Question:  Dear Greg,

            Are Christians commanded to have children?  My wife brought up 1 Timothy 2:15, where it says that women will be saved through childbearing.  She’s concerned about her salvation and if we are wrong for not having children.

            I know that we are saved by his grace and his grace alone, but we would like to have a better understanding of the subject of having children.  We don’t want to bring a child into this world knowing we might not be fully prepared to do so.

            Thanks so much for your time and knowledge!

            God bless,

            LC

 

Answer:  Dear LC,

            Whatever 1 Timothy 2:15 may mean, it does not mean that women are spiritually saved through childbearing.  The act of having a child/children does not impart salvation.  Such a teaching is, as you suggest, antithetical to the gospel of Jesus Christ, which says that nothing we do will save us.  That includes having a child, or even lots of children (some might take the reasoning you are suggesting to mean that having huge families means that our salvation is a slam-dunk—to use an athletic term).

            God does not command that married couples have children.  That is our choice.  Some couples are unable to have children, of course.  They are not less spiritual because they are physically incapable, nor must they adopt to make themselves more pleasing to God.  Children are God’s gift, but they are our decision—a decision that a couple makes based upon many specific and personal factors.

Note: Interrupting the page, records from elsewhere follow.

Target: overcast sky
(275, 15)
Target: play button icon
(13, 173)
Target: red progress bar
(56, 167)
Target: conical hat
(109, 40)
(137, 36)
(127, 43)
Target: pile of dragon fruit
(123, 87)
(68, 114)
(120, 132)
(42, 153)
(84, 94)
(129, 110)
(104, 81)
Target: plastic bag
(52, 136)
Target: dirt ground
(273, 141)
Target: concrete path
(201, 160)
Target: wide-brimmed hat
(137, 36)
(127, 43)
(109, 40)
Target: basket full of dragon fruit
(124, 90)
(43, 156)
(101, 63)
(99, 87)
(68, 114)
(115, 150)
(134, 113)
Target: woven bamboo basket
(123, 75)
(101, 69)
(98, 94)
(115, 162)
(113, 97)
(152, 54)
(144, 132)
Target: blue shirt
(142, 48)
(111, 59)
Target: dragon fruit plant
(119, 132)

            What this passage means could be a long answer, but I’m going to give you a short version.  The context is about women.  The statement about Adam and Eve takes us back to the creation.  The statement about being saved through childbearing—in order to be consistent with all that the Bible tells us about salvation—has to somehow mean the birth of Jesus.

            If we believe that this passage suggests that Christian women have an easier time giving birth than non-Christian women do, statistics would not bear this out.  Ease in childbirth is not based in belief and faith.

            The larger passage may be seen as Christian behavior for women, so the “being saved” may speak to motherhood—that women often find their maximum significance and fulfillment in life by being mothers, grandmothers, etc.  But at the end of the day, this is a puzzling passage and not easily understood.